Por: Jairo Andrés Rendón Ph.D.

Desde hace miles de años, el acceso al crédito ha sido regulado, y desde entonces, esto ha implicado mucho más que simplemente limitar las tasas de interés. El Código de Hammurabi, con más de 3,700 años de antigüedad, no solo establecía techos a las tasas, sino que también incluía exoneraciones en casos de desastres naturales, reconociendo que el crédito debe adaptarse a su contexto. Hoy, el debate sobre la tasa de usura en Colombia no debe limitarse a su modificación o eliminación; es crucial complementarlo con medidas que aborden las barreras estructurales que dificultan el acceso al crédito.

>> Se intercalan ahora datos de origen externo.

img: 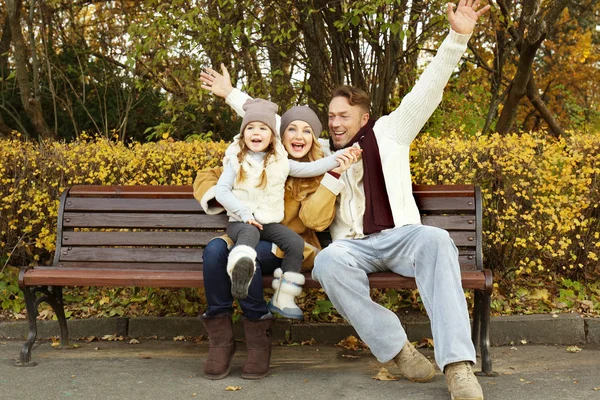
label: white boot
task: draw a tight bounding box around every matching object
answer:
[227,245,256,299]
[267,268,304,319]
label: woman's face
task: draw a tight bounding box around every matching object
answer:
[281,120,314,158]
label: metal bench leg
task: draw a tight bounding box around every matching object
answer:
[16,286,69,367]
[44,286,69,347]
[15,287,37,367]
[476,292,498,377]
[471,290,483,355]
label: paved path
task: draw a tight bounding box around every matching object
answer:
[0,340,600,400]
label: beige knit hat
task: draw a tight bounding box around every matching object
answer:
[279,106,323,139]
[240,99,279,136]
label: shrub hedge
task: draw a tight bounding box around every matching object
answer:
[0,132,600,315]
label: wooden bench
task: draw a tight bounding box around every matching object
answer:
[19,185,492,374]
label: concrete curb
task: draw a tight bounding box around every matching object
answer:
[0,314,600,346]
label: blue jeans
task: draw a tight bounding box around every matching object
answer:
[312,225,475,370]
[203,238,281,319]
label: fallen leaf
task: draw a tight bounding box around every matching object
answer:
[566,346,581,353]
[529,289,550,300]
[336,335,368,350]
[371,368,398,381]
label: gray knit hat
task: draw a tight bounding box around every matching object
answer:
[279,106,323,139]
[240,99,278,136]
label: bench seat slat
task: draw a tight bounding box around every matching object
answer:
[63,212,228,229]
[62,231,224,246]
[60,247,203,263]
[421,214,477,231]
[69,185,192,199]
[415,196,475,214]
[23,268,492,289]
[54,261,202,271]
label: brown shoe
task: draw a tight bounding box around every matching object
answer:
[394,340,435,382]
[242,314,273,379]
[444,361,483,400]
[200,314,235,380]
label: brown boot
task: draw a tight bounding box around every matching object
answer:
[200,314,235,380]
[242,314,273,379]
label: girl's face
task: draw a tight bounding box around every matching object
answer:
[244,121,273,152]
[282,120,314,159]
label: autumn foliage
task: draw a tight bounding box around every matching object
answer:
[0,132,600,317]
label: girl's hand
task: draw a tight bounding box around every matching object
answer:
[200,64,233,98]
[246,219,262,231]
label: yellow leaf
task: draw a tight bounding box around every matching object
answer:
[529,289,550,300]
[372,368,398,381]
[566,346,581,353]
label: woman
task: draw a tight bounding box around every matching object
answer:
[194,66,357,379]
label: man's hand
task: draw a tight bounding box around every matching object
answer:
[446,0,490,35]
[246,219,262,231]
[200,64,233,98]
[332,147,362,175]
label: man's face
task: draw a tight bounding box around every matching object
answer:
[328,96,369,149]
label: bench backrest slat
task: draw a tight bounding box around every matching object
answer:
[65,197,201,214]
[60,247,202,263]
[63,212,227,229]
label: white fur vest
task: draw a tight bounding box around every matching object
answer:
[229,145,290,224]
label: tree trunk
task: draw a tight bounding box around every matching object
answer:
[6,0,55,139]
[527,77,565,138]
[496,0,569,134]
[299,0,331,128]
[0,13,11,79]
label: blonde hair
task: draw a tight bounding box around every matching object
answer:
[235,131,277,189]
[285,139,323,201]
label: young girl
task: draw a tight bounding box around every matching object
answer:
[215,99,360,315]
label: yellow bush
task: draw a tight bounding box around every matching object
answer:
[0,132,600,278]
[411,133,600,278]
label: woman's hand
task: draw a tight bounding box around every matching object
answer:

Esta semana, ANIF y Colombia Fintech propusieron discutir la necesidad de revisar la tasa de usura, señalando cómo puede restringir el crédito y exponer a los más vulnerables al gota a gota, una alternativa costosa y peligrosa. En el ámbito rural, se ha documentado que los techos en las tasas tienden a beneficiar a los grandes agricultores a costa de excluir a los pequeños, perpetuando desigualdades. Aunque eliminar la tasa de usura podría reducir estas inequidades, no resolverá los problemas de fondo.

El financiamiento rural presenta características únicas que dificultan el funcionamiento eficiente de los mercados de crédito. La dispersión geográfica de los productores, la falta de acceso a información confiable y los altos costos asociados con la validación y monitoreo de datos generan un entorno de asimetría de información que encarece el crédito. Esto incrementa la percepción de riesgo por parte de las entidades financieras, limitando su disposición a prestar o elevando significativamente las tasas para compensar dicho riesgo.

Además, las tasas de interés afectan directamente las decisiones de los agricultores. Se ha evidenciado que, ante tasas más altas, los agricultores tienden a optar por cultivos más riesgosos, lo que, sumado a los riesgos climáticos y económicos que ya enfrentan, incrementa su vulnerabilidad. Por lo tanto, si bien liberar las tasas podría ser un primer paso para facilitar el acceso al crédito, no será suficiente sin medidas complementarias que reduzcan estas barreras estructurales e incluso podría tener efectos adversos en la economía rural.

Las políticas orientadas a reducir las brechas del crédito rural deben incluir mecanismos para garantizar el cumplimiento de contratos, así como tecnologías de trazabilidad y herramientas de georreferenciación que mejoren la disponibilidad de información y disminuyan los costos operativos asociados al crédito. Estas medidas permitirían un monitoreo más eficiente del uso de los recursos y del desempeño productivo de los agricultores.

Desde el Observatorio Financiero Rural consideramos que el debate sobre la tasa de usura debe ser solo el comienzo de una discusión más amplia que aborde los problemas estructurales del crédito rural en Colombia, con el objetivo de construir un sistema financiero inclusivo que fomente el desarrollo sostenible y equitativo del campo.